One area that often presents a source of confusion, particularly for Securities and Exchange Commission-registered firms, is investment advisor representative registrations. Unlike firms, where registration and oversight responsibilities are split between the states and the SEC, individuals are registered exclusively with the various states. There is no individual registrations at the SEC level (at this point), even for representatives of SEC-registered advisors.

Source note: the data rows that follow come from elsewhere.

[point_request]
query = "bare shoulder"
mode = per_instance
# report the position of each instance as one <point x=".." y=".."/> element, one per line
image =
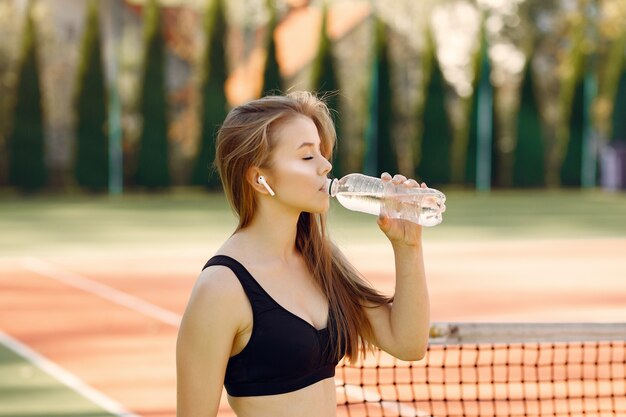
<point x="217" y="293"/>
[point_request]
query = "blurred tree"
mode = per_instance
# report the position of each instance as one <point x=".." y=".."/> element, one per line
<point x="478" y="150"/>
<point x="215" y="105"/>
<point x="272" y="80"/>
<point x="324" y="81"/>
<point x="570" y="170"/>
<point x="27" y="168"/>
<point x="385" y="145"/>
<point x="434" y="165"/>
<point x="619" y="110"/>
<point x="91" y="166"/>
<point x="528" y="165"/>
<point x="153" y="164"/>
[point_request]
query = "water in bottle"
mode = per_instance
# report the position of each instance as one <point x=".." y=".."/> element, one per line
<point x="371" y="195"/>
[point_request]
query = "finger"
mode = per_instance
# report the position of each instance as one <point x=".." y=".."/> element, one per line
<point x="398" y="179"/>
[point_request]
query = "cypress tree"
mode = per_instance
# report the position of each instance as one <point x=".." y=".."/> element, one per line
<point x="480" y="124"/>
<point x="27" y="170"/>
<point x="386" y="157"/>
<point x="215" y="106"/>
<point x="92" y="157"/>
<point x="153" y="168"/>
<point x="570" y="170"/>
<point x="528" y="166"/>
<point x="325" y="83"/>
<point x="272" y="81"/>
<point x="619" y="110"/>
<point x="434" y="166"/>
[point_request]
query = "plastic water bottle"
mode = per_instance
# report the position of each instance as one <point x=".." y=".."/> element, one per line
<point x="358" y="192"/>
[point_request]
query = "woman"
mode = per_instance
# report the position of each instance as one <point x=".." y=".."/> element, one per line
<point x="278" y="305"/>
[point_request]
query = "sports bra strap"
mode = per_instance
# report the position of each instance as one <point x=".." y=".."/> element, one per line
<point x="259" y="299"/>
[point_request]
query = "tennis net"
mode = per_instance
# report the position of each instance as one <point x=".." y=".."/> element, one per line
<point x="495" y="369"/>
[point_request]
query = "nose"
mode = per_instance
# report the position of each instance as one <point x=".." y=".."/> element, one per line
<point x="325" y="167"/>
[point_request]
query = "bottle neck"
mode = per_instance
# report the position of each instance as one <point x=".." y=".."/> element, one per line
<point x="331" y="186"/>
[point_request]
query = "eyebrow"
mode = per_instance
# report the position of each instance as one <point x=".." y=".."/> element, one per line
<point x="305" y="144"/>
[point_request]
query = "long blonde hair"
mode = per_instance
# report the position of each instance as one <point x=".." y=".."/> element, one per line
<point x="245" y="140"/>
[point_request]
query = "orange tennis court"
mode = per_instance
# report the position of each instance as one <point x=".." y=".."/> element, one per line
<point x="107" y="314"/>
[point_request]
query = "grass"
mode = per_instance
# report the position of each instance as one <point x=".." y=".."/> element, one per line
<point x="61" y="223"/>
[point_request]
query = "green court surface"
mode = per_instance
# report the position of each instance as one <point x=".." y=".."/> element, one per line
<point x="56" y="224"/>
<point x="53" y="224"/>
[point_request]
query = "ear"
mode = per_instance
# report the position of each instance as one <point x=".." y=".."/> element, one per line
<point x="252" y="176"/>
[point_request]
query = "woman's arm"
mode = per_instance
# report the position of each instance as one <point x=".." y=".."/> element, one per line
<point x="402" y="328"/>
<point x="205" y="339"/>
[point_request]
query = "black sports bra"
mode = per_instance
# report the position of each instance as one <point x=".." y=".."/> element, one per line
<point x="285" y="353"/>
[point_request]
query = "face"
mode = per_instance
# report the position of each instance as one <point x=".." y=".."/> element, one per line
<point x="299" y="171"/>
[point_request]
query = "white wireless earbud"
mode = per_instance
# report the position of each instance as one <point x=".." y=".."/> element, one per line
<point x="264" y="183"/>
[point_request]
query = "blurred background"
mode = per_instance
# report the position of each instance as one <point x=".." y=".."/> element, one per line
<point x="516" y="109"/>
<point x="120" y="96"/>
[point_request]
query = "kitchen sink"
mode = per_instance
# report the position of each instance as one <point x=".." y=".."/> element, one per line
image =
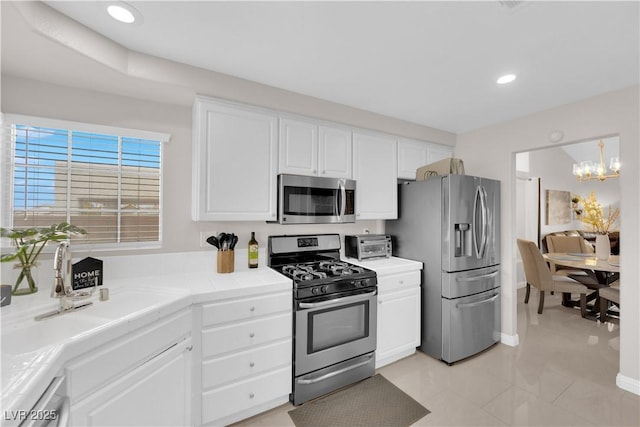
<point x="28" y="336"/>
<point x="24" y="334"/>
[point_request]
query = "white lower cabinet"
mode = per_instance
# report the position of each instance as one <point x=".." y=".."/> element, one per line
<point x="375" y="169"/>
<point x="398" y="316"/>
<point x="143" y="379"/>
<point x="246" y="357"/>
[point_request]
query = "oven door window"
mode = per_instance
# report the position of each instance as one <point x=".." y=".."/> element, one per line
<point x="305" y="201"/>
<point x="336" y="326"/>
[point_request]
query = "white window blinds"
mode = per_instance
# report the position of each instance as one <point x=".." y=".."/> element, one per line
<point x="104" y="181"/>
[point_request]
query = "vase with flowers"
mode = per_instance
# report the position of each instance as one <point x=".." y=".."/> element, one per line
<point x="28" y="244"/>
<point x="590" y="212"/>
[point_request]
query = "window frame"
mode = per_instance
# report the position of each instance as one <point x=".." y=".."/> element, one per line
<point x="7" y="164"/>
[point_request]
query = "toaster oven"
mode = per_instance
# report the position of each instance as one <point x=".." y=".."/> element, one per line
<point x="367" y="246"/>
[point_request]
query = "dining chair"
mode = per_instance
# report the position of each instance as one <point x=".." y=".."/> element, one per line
<point x="571" y="244"/>
<point x="608" y="294"/>
<point x="538" y="275"/>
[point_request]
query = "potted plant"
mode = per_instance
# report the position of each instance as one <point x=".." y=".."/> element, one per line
<point x="28" y="244"/>
<point x="590" y="212"/>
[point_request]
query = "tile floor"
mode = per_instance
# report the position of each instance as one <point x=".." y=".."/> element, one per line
<point x="562" y="374"/>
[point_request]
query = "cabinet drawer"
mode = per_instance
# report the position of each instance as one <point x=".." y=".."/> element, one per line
<point x="219" y="371"/>
<point x="225" y="401"/>
<point x="224" y="339"/>
<point x="394" y="282"/>
<point x="247" y="308"/>
<point x="102" y="365"/>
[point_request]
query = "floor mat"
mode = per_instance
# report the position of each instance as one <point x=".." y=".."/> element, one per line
<point x="371" y="402"/>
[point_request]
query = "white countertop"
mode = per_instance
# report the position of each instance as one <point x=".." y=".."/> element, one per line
<point x="142" y="289"/>
<point x="389" y="265"/>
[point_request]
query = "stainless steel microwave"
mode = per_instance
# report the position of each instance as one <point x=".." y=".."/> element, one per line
<point x="315" y="200"/>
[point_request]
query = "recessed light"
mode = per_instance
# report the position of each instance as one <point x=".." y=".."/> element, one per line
<point x="124" y="12"/>
<point x="507" y="78"/>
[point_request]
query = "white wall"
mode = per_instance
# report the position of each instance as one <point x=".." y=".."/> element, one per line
<point x="491" y="152"/>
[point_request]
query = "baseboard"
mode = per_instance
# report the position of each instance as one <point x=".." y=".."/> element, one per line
<point x="510" y="340"/>
<point x="629" y="384"/>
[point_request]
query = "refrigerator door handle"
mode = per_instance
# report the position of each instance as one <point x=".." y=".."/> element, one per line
<point x="479" y="222"/>
<point x="475" y="278"/>
<point x="477" y="303"/>
<point x="485" y="222"/>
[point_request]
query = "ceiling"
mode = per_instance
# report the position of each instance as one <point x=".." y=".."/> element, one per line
<point x="431" y="63"/>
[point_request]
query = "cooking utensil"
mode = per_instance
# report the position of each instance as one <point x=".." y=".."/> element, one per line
<point x="213" y="240"/>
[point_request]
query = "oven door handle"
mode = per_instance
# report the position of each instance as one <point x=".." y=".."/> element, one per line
<point x="333" y="374"/>
<point x="353" y="298"/>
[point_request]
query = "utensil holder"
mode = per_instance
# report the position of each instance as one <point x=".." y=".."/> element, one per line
<point x="226" y="259"/>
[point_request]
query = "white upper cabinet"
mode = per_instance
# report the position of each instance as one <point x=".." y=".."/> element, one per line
<point x="375" y="169"/>
<point x="413" y="154"/>
<point x="234" y="162"/>
<point x="310" y="148"/>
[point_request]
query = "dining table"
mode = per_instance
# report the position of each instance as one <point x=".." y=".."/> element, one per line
<point x="601" y="272"/>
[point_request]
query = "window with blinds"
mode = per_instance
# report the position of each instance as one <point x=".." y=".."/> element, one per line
<point x="108" y="184"/>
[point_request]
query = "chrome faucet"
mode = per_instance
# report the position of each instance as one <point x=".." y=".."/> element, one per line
<point x="63" y="284"/>
<point x="63" y="271"/>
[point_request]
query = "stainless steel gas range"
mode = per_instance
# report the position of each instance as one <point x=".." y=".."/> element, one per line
<point x="335" y="309"/>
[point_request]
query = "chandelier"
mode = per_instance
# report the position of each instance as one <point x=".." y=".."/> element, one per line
<point x="591" y="170"/>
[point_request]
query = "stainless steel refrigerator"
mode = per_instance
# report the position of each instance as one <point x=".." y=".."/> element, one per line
<point x="451" y="224"/>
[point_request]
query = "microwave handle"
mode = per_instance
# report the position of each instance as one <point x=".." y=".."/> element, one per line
<point x="343" y="199"/>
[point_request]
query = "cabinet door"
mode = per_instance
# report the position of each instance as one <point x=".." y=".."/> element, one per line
<point x="398" y="325"/>
<point x="158" y="393"/>
<point x="376" y="173"/>
<point x="335" y="152"/>
<point x="439" y="152"/>
<point x="298" y="147"/>
<point x="411" y="156"/>
<point x="225" y="189"/>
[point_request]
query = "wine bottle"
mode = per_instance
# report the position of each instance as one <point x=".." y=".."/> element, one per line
<point x="253" y="251"/>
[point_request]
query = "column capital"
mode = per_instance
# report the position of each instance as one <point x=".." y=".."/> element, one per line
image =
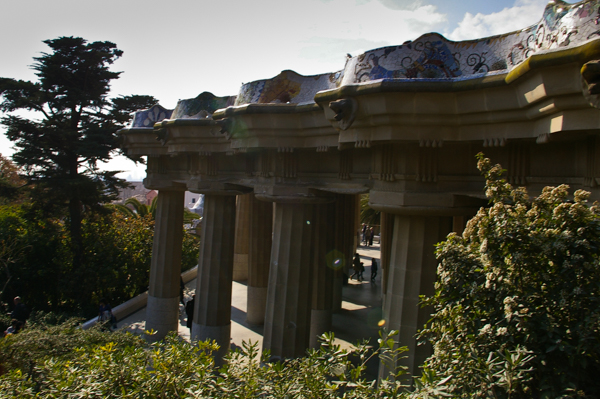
<point x="425" y="204"/>
<point x="216" y="188"/>
<point x="292" y="195"/>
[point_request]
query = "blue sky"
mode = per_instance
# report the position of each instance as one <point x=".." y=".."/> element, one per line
<point x="178" y="49"/>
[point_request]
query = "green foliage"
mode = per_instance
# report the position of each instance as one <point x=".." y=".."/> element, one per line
<point x="35" y="261"/>
<point x="517" y="304"/>
<point x="61" y="361"/>
<point x="10" y="181"/>
<point x="74" y="128"/>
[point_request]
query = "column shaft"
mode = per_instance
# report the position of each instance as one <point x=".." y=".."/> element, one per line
<point x="287" y="319"/>
<point x="345" y="223"/>
<point x="242" y="227"/>
<point x="387" y="231"/>
<point x="325" y="262"/>
<point x="412" y="272"/>
<point x="212" y="313"/>
<point x="162" y="310"/>
<point x="259" y="253"/>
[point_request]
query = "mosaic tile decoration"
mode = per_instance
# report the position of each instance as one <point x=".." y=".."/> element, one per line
<point x="287" y="87"/>
<point x="433" y="57"/>
<point x="148" y="117"/>
<point x="201" y="107"/>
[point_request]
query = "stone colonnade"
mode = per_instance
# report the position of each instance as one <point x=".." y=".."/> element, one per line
<point x="298" y="255"/>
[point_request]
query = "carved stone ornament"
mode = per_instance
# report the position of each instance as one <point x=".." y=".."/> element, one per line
<point x="345" y="111"/>
<point x="590" y="82"/>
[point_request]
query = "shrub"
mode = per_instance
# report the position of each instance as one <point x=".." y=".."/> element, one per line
<point x="517" y="302"/>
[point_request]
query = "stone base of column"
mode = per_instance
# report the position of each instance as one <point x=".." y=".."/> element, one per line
<point x="257" y="302"/>
<point x="220" y="334"/>
<point x="338" y="283"/>
<point x="320" y="322"/>
<point x="240" y="267"/>
<point x="162" y="317"/>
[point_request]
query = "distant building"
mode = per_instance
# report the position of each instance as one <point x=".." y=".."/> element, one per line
<point x="145" y="196"/>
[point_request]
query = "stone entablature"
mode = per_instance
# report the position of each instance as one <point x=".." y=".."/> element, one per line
<point x="402" y="123"/>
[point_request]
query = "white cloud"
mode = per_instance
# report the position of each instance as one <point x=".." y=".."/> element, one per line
<point x="521" y="15"/>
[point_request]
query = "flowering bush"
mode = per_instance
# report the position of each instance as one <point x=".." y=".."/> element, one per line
<point x="517" y="302"/>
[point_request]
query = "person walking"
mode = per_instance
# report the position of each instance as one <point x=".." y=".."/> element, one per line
<point x="356" y="266"/>
<point x="373" y="269"/>
<point x="20" y="311"/>
<point x="189" y="311"/>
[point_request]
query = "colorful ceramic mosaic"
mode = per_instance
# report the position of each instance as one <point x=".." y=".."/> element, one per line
<point x="287" y="87"/>
<point x="433" y="57"/>
<point x="202" y="106"/>
<point x="148" y="117"/>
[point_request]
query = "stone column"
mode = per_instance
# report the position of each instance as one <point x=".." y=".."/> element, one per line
<point x="242" y="226"/>
<point x="412" y="272"/>
<point x="387" y="231"/>
<point x="212" y="312"/>
<point x="325" y="262"/>
<point x="162" y="310"/>
<point x="287" y="318"/>
<point x="345" y="223"/>
<point x="259" y="253"/>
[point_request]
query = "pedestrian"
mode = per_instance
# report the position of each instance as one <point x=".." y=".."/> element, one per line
<point x="15" y="327"/>
<point x="356" y="265"/>
<point x="20" y="311"/>
<point x="362" y="270"/>
<point x="181" y="289"/>
<point x="189" y="310"/>
<point x="105" y="314"/>
<point x="373" y="269"/>
<point x="364" y="234"/>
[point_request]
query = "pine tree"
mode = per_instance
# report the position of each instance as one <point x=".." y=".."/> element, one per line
<point x="73" y="128"/>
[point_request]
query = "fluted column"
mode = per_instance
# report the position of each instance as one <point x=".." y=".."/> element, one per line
<point x="412" y="272"/>
<point x="212" y="313"/>
<point x="242" y="227"/>
<point x="287" y="319"/>
<point x="162" y="310"/>
<point x="259" y="254"/>
<point x="345" y="224"/>
<point x="386" y="234"/>
<point x="326" y="262"/>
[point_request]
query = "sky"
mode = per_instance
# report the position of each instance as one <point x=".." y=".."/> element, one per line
<point x="181" y="48"/>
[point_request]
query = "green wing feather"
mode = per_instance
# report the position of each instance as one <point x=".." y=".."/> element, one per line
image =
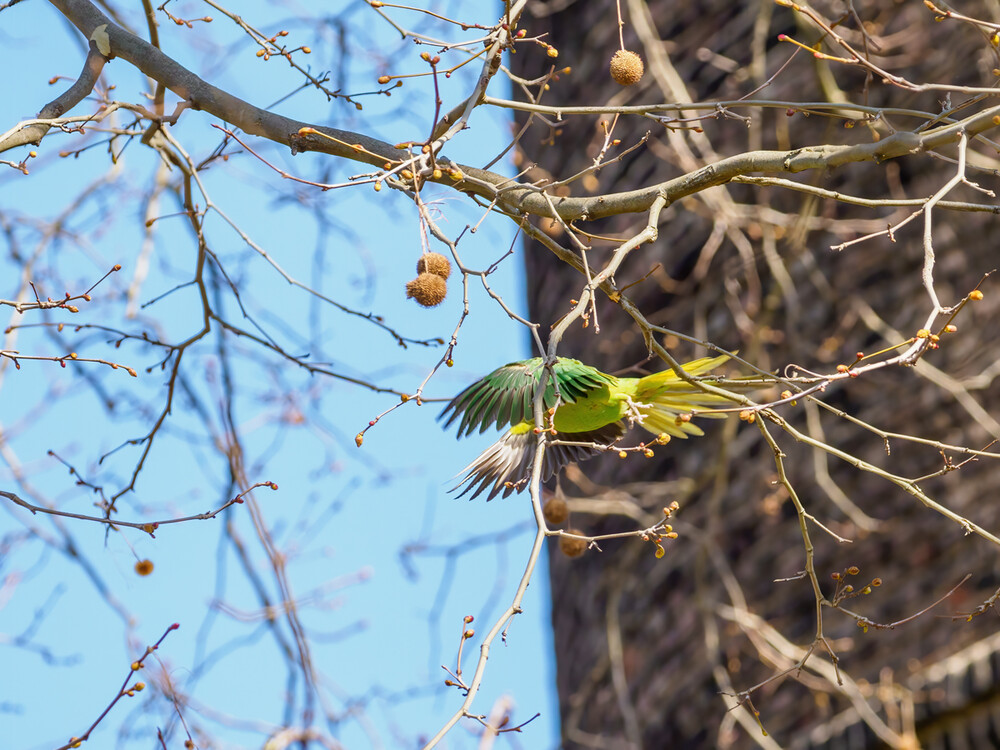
<point x="505" y="396"/>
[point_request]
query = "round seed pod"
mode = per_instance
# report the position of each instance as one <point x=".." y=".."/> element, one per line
<point x="428" y="289"/>
<point x="626" y="67"/>
<point x="572" y="547"/>
<point x="555" y="510"/>
<point x="434" y="263"/>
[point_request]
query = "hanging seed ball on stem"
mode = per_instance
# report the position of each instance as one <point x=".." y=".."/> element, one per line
<point x="428" y="289"/>
<point x="555" y="510"/>
<point x="572" y="547"/>
<point x="434" y="263"/>
<point x="626" y="67"/>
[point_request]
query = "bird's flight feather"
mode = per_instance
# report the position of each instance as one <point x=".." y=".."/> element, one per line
<point x="592" y="409"/>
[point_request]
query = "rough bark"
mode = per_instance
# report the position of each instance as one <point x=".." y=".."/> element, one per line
<point x="784" y="297"/>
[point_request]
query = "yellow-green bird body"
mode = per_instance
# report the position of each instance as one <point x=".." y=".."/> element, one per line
<point x="591" y="407"/>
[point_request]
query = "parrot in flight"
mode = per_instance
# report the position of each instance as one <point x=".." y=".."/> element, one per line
<point x="591" y="407"/>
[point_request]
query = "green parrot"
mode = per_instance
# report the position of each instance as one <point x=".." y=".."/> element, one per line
<point x="594" y="407"/>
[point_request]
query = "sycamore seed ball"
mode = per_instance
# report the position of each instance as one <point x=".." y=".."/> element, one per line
<point x="572" y="547"/>
<point x="555" y="510"/>
<point x="626" y="67"/>
<point x="428" y="289"/>
<point x="434" y="263"/>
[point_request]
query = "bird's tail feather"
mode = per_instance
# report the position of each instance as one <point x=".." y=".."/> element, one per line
<point x="666" y="401"/>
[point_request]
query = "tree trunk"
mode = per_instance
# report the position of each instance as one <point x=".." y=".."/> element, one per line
<point x="647" y="647"/>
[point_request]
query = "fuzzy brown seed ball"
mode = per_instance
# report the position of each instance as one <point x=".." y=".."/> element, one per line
<point x="428" y="289"/>
<point x="572" y="547"/>
<point x="555" y="510"/>
<point x="144" y="567"/>
<point x="434" y="263"/>
<point x="626" y="67"/>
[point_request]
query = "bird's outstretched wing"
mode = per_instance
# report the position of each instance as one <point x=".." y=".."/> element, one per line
<point x="507" y="463"/>
<point x="504" y="397"/>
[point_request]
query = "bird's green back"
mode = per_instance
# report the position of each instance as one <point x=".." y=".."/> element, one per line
<point x="504" y="397"/>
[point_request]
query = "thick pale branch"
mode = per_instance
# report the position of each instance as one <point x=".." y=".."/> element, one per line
<point x="510" y="196"/>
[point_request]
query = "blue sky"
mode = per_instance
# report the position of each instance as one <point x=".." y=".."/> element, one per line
<point x="385" y="561"/>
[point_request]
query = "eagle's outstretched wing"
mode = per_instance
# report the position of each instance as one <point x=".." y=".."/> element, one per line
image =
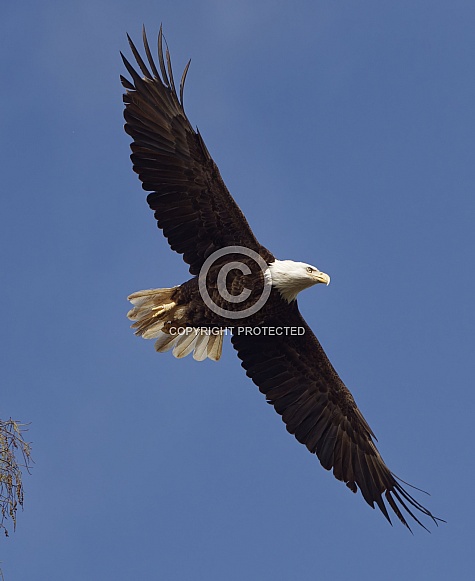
<point x="298" y="379"/>
<point x="191" y="202"/>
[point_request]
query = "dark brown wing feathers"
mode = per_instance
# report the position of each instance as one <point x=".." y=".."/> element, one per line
<point x="191" y="202"/>
<point x="198" y="216"/>
<point x="299" y="381"/>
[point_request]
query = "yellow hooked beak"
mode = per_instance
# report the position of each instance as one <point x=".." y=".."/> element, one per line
<point x="322" y="277"/>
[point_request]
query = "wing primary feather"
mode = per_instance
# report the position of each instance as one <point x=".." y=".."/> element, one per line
<point x="161" y="61"/>
<point x="182" y="82"/>
<point x="138" y="58"/>
<point x="149" y="54"/>
<point x="169" y="66"/>
<point x="126" y="84"/>
<point x="409" y="511"/>
<point x="396" y="510"/>
<point x="131" y="70"/>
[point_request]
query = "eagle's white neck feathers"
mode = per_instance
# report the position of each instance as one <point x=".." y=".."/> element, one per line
<point x="290" y="277"/>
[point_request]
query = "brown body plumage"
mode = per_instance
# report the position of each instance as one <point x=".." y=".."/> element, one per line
<point x="198" y="216"/>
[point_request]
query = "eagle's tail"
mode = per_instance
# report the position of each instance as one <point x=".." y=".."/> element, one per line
<point x="157" y="316"/>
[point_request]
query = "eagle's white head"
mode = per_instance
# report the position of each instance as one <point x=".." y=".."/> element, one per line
<point x="290" y="277"/>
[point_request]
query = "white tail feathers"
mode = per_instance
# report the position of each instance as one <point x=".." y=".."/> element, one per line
<point x="155" y="313"/>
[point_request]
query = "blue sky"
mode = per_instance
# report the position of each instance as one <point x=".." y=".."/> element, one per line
<point x="345" y="131"/>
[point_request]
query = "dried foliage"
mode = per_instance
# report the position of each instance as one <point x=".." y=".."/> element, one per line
<point x="15" y="454"/>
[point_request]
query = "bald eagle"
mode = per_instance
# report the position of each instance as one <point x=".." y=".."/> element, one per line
<point x="238" y="286"/>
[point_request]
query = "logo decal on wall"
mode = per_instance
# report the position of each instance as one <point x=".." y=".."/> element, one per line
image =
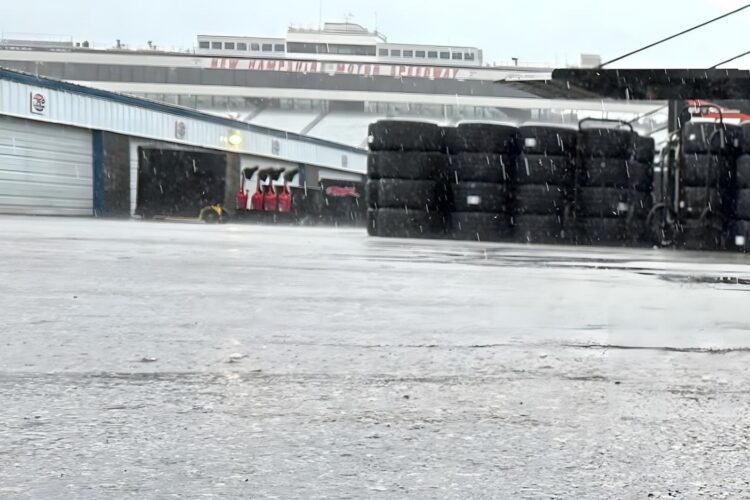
<point x="38" y="103"/>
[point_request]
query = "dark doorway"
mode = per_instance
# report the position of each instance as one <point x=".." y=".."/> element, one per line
<point x="179" y="183"/>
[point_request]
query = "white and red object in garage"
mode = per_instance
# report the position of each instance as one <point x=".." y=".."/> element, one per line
<point x="242" y="196"/>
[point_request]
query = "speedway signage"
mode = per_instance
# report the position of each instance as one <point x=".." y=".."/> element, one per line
<point x="362" y="69"/>
<point x="284" y="66"/>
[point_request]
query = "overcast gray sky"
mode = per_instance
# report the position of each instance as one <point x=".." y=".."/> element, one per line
<point x="544" y="31"/>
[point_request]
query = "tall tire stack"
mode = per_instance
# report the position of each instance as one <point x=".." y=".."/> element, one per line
<point x="741" y="223"/>
<point x="707" y="179"/>
<point x="543" y="178"/>
<point x="482" y="159"/>
<point x="405" y="193"/>
<point x="614" y="183"/>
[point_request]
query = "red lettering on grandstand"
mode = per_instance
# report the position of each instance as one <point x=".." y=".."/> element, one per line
<point x="395" y="71"/>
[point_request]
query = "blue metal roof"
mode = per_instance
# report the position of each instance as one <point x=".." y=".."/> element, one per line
<point x="40" y="81"/>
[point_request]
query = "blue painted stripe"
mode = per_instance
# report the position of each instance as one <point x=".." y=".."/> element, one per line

My colleague Ryan Walter explained how a firm should evaluate whether an individual is subject to state registration. He started with reference to Section 203A(b) of the Advisers Act that provides:
(1) No law of any State or political subdivision thereof requiring the registration, licensing, or qualification as an investment adviser or supervised person of an investment adviser shall apply to any person — (A) that is registered under section 80b–3 of this title as an investment adviser, or that is a supervised person of such person, except that a State may license, register, or otherwise qualify any investment adviser representative who has a place of business located within that State." (emphasis added).
As indicated above, the Advisers Act only preempts state registration requirements to the extent the supervised person is not also an "investment advisor representative." In other words, if a supervised person falls within the Advisers Act definition of an investment advisor representative, then the state, subject to the below analysis, can license, register, or otherwise qualify that individual.
An "investment advisor representative" generally means a supervised person of the investment advisor:
• Who has more than five clients who are natural persons (other than excepted persons); and • More than 10% of whose clients are natural persons (other than excepted persons). An "excepted person," for the purposes of the above definition, generally aligns with the definition of a "high net worth individual" for Form ADV reporting purposes.